No, that is a shear pin and its not the point referred to in the image. The differential has no lube provisions, if you want to lube it you'll need to either disassemble it or add a zerk to the case.
On a related point however, the shear pinned concentric shafts can rust together and make axle disassembly impossible. It would be worth your time to remove the pin, and add oil into the hole while rotating the shafts (just to make sure they will seperate when needed).


----------



## Oneacer (Jan 3, 2011)

Correct ... those differentials do not come with a Zerk fitting ... I have added one to mine when I did my restore of my JD 826.

You will find that is extremely dry in there and may even be seized up. If I were you, I would dis-assemble and lube it, and drill and tap for a zerk as I have done.

jmho


----------



## oneboltshort (Dec 16, 2019)

This series gets you inside and explains the common issues found.





.


----------



## MenoldJD826 (Dec 29, 2021)

So my last question is (considering the sheer bolt is not the 'oil hole' referenced in the TM for later model machines which include only the single zerk on the traction drive shaft)- where is this mysterious oil hole for the SAE 30 Engine Oil?


----------



## Ziggy65 (Jan 18, 2020)

Documentation you provided says that later models had one grease fitting and one oil hole.
Since your machine doesn't have a grease fitting it probably also doesn't have the oil hole.


----------



## cpchriste (Jan 19, 2014)

MenoldJD826 said:


> where is this mysterious oil hole for the SAE 30 Engine Oil?


You see where the manual illustration shows a grease gun arrow and a oil can arrow pointing to the same location? Have a good look there.


----------



## Pauleastend63 (Nov 23, 2020)

MenoldJD826 said:


> View attachment 185872
> 
> Hello, all. This is my first season operating an 826. In an effort to hit all the lubrication joints, I am currently stumped trying to lubricate the differential. From what I have gathered, some of these Deere blowers from this era included a grease fitting on the diff casting and some did not. My diff does not include it. Per the technical manual, for later models, the instructions state to lube the 'oil hole' with SAE 30 engine oil. Based on the image, the oil hole appears to be in the same location as what I thought was a sheer pin. Can anyone answer- is this pin the actual oil hole? Am I to tip the blower up onto it's front end, remove the pin, and drop some 30 oil into this? I am concerned the oil would just drain out through the opposite side.. (p.s. is SAE 5w30 ok to use?) Thanks in advance!


----------



## Pauleastend63 (Nov 23, 2020)

I took apart, cleaned and repacked my differential as you will see in the pic's below. My inner driveline shaft which exits the undercarriage to the left wheel (standing behind blower) is still rust locked together so it is full time two wheel drive. The outer axle on mine did not have a midship grease fitting which caused it to rust lock.


----------



## Oneacer (Jan 3, 2011)

You should really free up those axles ..... that slip clutch differential setup is a great feature.
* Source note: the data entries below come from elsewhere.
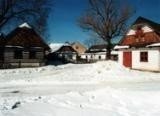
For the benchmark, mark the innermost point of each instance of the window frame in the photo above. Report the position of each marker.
(31, 56)
(144, 56)
(18, 54)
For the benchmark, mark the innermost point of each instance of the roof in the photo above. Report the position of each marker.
(146, 38)
(97, 48)
(142, 20)
(25, 37)
(66, 49)
(55, 46)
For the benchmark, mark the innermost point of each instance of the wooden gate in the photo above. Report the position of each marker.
(127, 59)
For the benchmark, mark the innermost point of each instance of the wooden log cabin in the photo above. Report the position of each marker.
(23, 47)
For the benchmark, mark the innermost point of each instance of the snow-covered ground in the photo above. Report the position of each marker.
(103, 89)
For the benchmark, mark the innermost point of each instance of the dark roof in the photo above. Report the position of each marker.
(66, 49)
(142, 20)
(97, 48)
(25, 37)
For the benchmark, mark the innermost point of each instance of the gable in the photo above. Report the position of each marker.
(145, 28)
(25, 37)
(143, 32)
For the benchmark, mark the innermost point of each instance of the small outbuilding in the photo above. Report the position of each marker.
(23, 47)
(140, 47)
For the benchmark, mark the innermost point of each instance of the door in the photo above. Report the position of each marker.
(127, 59)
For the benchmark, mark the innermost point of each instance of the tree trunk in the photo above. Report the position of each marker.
(108, 53)
(109, 47)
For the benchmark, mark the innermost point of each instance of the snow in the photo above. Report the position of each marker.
(102, 88)
(24, 25)
(120, 47)
(154, 45)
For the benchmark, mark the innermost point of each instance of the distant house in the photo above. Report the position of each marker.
(23, 47)
(140, 47)
(97, 53)
(79, 48)
(63, 52)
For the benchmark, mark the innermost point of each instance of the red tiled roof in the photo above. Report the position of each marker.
(147, 38)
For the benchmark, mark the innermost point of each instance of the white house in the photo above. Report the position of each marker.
(140, 47)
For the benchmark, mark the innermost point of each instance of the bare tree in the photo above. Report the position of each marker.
(35, 12)
(107, 18)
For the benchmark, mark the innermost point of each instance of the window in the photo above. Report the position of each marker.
(144, 56)
(32, 55)
(18, 54)
(77, 47)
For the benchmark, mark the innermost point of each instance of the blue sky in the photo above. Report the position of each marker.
(63, 20)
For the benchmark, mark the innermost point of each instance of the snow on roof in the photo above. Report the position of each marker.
(55, 46)
(25, 25)
(154, 45)
(120, 47)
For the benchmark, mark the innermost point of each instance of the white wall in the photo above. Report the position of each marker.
(94, 56)
(120, 57)
(153, 60)
(153, 63)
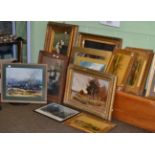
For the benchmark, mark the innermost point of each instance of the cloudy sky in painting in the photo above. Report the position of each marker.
(23, 73)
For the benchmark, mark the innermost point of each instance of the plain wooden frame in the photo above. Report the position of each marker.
(53, 27)
(147, 56)
(106, 114)
(82, 37)
(56, 98)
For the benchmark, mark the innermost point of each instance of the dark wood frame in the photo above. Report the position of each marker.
(55, 57)
(52, 28)
(79, 103)
(127, 67)
(108, 41)
(143, 59)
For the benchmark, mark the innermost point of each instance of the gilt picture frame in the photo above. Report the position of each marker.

I think I have photos in a thread posted.


----------



## Pauleastend63 (Nov 23, 2020)

Oneacer said:


> You should really free up those axles ..... that slip clutch differential setup is a great feature.
> 
> I think I have photos in a thread posted.
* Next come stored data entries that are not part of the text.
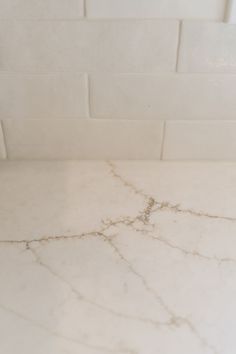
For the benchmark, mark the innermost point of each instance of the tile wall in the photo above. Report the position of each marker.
(117, 79)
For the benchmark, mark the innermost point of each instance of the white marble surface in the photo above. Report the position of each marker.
(124, 258)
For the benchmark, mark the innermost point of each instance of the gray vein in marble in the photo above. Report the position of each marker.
(82, 298)
(62, 336)
(140, 223)
(162, 205)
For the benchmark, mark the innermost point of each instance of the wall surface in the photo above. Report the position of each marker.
(117, 79)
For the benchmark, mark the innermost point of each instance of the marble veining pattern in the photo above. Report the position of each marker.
(117, 257)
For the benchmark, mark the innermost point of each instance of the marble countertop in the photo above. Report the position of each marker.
(117, 257)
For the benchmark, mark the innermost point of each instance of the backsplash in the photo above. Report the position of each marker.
(117, 79)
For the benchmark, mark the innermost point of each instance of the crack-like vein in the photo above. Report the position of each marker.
(162, 205)
(174, 320)
(82, 298)
(59, 335)
(197, 254)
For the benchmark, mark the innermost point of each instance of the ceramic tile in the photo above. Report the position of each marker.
(200, 140)
(207, 47)
(165, 96)
(45, 96)
(141, 46)
(2, 144)
(83, 139)
(205, 9)
(47, 9)
(145, 248)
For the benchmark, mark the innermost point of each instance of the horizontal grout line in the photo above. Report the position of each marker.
(117, 119)
(119, 19)
(111, 73)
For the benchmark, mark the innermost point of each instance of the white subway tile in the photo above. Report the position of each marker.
(206, 9)
(113, 46)
(2, 144)
(43, 96)
(167, 96)
(208, 47)
(83, 139)
(41, 9)
(198, 140)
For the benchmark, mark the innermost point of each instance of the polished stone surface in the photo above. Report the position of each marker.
(117, 257)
I have been trying.....but I let my son use it and he's ok with having to manhandle it. Has anyone tried putting shafts like this in either a large ultrasonic machine? Next summer I plan on removing it and soaking the axle in a tub of Evapo-Rust.


----------



## Oneacer (Jan 3, 2011)

I would think that would work ..... Maybe find a place that dips car frames, etc ..... 
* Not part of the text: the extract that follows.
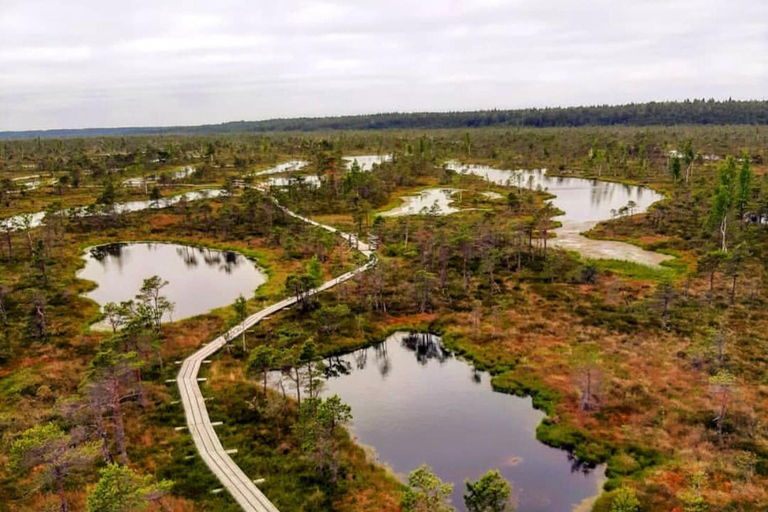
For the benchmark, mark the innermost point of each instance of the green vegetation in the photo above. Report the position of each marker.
(657, 372)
I can't recall a problem with the one I restored ....


----------



## Yanmar Ronin (Jan 31, 2015)

Moved into the JD section... and welcome to SBF, glad to have you here.


----------



## foggysail (Feb 21, 2015)

GEES.........DO THOSE PICTURE BRING BACK MEMORIES and NOT pleasant memories. My old Bolens 32 used that differential which could have been great if a bean counter (maybe) lthe design engineers to do their job correctly.

The differentials should have had shaft seals to prevent crap from getting into the spider gears WHICH WILL LOCK UP with the crap. Another shortcoming is some design jerk decided there was a case for the locked wheels feature. What happened to me was the pinned shaft that allowed the wheels to be locked BROKE at the pin! What a [bear] of a job that was to half a$$ repair. I had to machine a SS shaft on my lathe to replace the broken one.

The only thing I regret about owning my Bolen is that i DID NOT JUNK IT EARLIER!

GOOD LUCK--- and I do suggest as others have, the assembly needs zerk fittings; I installed 2 of them on mine.


----------



## MenoldJD826 (Dec 29, 2021)

How do I calibrate the tension needed for the drive chain that powers the differential housing sprocket? I'm wondering if there is too much play in mine..I looked through the Drivetrain portion of the Technical Manual and I saw no pointers for this during driveline disassembly and repair.


----------



## Oneacer (Jan 3, 2011)

I dont recall any adjustment for that drive chain on mine ....

I imagine some chain wear on a machine of that age is somewhat normal, and also if the axle bushings are worn that will reflect some chain looseness.

Sure does need a good cleaning in there ... all that grime acts like sandpaper in the sprocket and chain. I use a light chain lube on mine.


----------



## MenoldJD826 (Dec 29, 2021)

Oneacer said:


> I dont recall any adjustment for that drive chain on mine ....
> 
> I imagine some chain wear on a machine of that age is somewhat normal, and also if the axle bushings are worn that will reflect some chain looseness.
> 
> Sure does need a good cleaning in there ... all that grime acts like sandpaper in the sprocket and chain. I use a light chain lube on mine.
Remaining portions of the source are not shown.